Cartilaginous fish (sharks and rays) have a more developed forebrain and olfactory lobes. Sedentary and bottom-dwelling fish have a small cerebellum and well-developed forebrain and medulla oblongata, since the sense of smell plays a significant role in their lives. Fast-swimming fish have a highly developed midbrain (optic lobes) and cerebellum (motor coordination). Weak visual lobes of the brain in deep-sea fish.
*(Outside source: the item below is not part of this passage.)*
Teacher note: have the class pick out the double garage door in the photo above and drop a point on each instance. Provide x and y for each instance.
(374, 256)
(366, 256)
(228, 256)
Spinal cord- continuation of the medulla oblongata.
A feature of the fish spinal cord is its ability to quickly regenerate and restore activity when damaged. The gray matter in the spinal cord of a fish is on the inside, and the white matter is on the outside.
The spinal cord is a conductor and receiver of reflex signals. Spinal nerves depart from the spinal cord, innervating the surface of the body, the trunk muscles, and through the ganglia and internal organs. The spinal cord of bony fish contains the urohypophysis, the cells of which produce a hormone involved in water metabolism.

Autonomic nervous system of fish- These are ganglia located along the spine. Ganglion cells are connected to spinal nerves and internal organs.

The connecting branches of the ganglia connect the autonomic nervous system with the central nervous system. These two systems are independent and interchangeable.

One of the well-known manifestations of the nervous system of a fish is the reflex. For example, if they are always in the same place in a pond or aquarium, then they will accumulate in this particular place. In addition, fish can develop conditioned reflexes to light, shape, smell, sound, taste, and water temperature.

Fish are quite amenable to training and developing behavioral reactions in them.